Le 24 mars 2022, Madame [T] [P] a adressé à la [11] une demande de reconnaissance de maladie professionnelle accompagnée d'un certificat médical initial établi le 3 mars 2022 mentionnant : " syndrome anxio dépressif "
Par courrier du 7 octobre 2022, après avis favorable du comité régional de reconnaissance des maladies professionnelles, la [11] a notifié à l'[20] ([21]) une décision de prise en charge de la maladie hors tableau du 19 août 2021 de Madame [T] [P] au titre de la législation professionnelle.

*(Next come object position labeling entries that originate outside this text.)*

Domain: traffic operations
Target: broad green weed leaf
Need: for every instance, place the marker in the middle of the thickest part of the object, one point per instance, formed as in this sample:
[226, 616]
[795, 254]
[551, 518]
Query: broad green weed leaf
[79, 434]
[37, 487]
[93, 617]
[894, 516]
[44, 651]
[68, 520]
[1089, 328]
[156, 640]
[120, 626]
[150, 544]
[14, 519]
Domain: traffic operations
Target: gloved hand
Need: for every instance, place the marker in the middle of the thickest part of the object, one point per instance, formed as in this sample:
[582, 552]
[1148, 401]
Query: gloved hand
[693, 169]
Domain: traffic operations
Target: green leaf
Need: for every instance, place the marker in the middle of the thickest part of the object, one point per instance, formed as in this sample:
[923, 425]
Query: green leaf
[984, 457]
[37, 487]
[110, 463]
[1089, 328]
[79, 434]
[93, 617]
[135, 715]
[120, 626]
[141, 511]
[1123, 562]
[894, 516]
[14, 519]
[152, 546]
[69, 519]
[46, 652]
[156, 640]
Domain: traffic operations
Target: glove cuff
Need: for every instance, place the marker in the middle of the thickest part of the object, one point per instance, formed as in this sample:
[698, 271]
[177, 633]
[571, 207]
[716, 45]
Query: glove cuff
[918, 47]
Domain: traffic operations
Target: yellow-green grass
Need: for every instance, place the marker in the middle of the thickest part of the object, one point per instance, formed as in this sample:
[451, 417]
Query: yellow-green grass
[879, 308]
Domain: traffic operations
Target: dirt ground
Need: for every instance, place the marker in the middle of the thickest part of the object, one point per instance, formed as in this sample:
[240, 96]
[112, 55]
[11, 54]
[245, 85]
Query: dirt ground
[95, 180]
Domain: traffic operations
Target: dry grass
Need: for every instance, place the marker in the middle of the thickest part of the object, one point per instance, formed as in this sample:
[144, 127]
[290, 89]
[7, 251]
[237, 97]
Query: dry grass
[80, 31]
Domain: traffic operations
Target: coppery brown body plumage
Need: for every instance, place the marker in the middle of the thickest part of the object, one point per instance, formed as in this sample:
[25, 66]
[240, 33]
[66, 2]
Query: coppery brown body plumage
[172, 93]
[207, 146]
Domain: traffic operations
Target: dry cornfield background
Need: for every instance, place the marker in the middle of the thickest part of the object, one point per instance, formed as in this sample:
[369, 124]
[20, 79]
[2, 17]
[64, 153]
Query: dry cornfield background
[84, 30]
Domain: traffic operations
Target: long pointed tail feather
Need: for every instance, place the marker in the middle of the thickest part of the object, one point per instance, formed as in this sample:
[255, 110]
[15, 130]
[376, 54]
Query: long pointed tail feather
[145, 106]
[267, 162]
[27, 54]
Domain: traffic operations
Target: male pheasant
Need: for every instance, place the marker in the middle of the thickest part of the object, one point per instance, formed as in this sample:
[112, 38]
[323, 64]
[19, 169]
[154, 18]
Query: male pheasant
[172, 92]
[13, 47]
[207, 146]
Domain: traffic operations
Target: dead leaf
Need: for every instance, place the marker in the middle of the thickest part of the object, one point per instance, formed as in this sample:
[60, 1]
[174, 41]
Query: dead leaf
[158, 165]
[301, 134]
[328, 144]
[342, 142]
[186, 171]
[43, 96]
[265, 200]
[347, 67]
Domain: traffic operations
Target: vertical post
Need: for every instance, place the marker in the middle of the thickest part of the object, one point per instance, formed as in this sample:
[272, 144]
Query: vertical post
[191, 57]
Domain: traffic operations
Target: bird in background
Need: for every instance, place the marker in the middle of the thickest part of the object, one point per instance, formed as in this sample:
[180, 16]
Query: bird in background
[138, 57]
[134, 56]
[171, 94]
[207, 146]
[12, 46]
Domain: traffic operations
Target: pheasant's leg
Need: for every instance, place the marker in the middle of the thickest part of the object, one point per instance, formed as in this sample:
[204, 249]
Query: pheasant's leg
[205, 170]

Le 26 juin 2023, l'[21] a saisi la Commission Médicale de Recours Amiable aux fins de contester la durée de l'ensemble des arrêts de travail prescrits à son salarié au titre de la maladie professionnelle.
Par lettre recommandée expédiée le 21 novembre 2023, l'OPH [17] a saisi le Tribunal d'un recours à l'encontre de la décision implicite de rejet de la commission de recours amiable.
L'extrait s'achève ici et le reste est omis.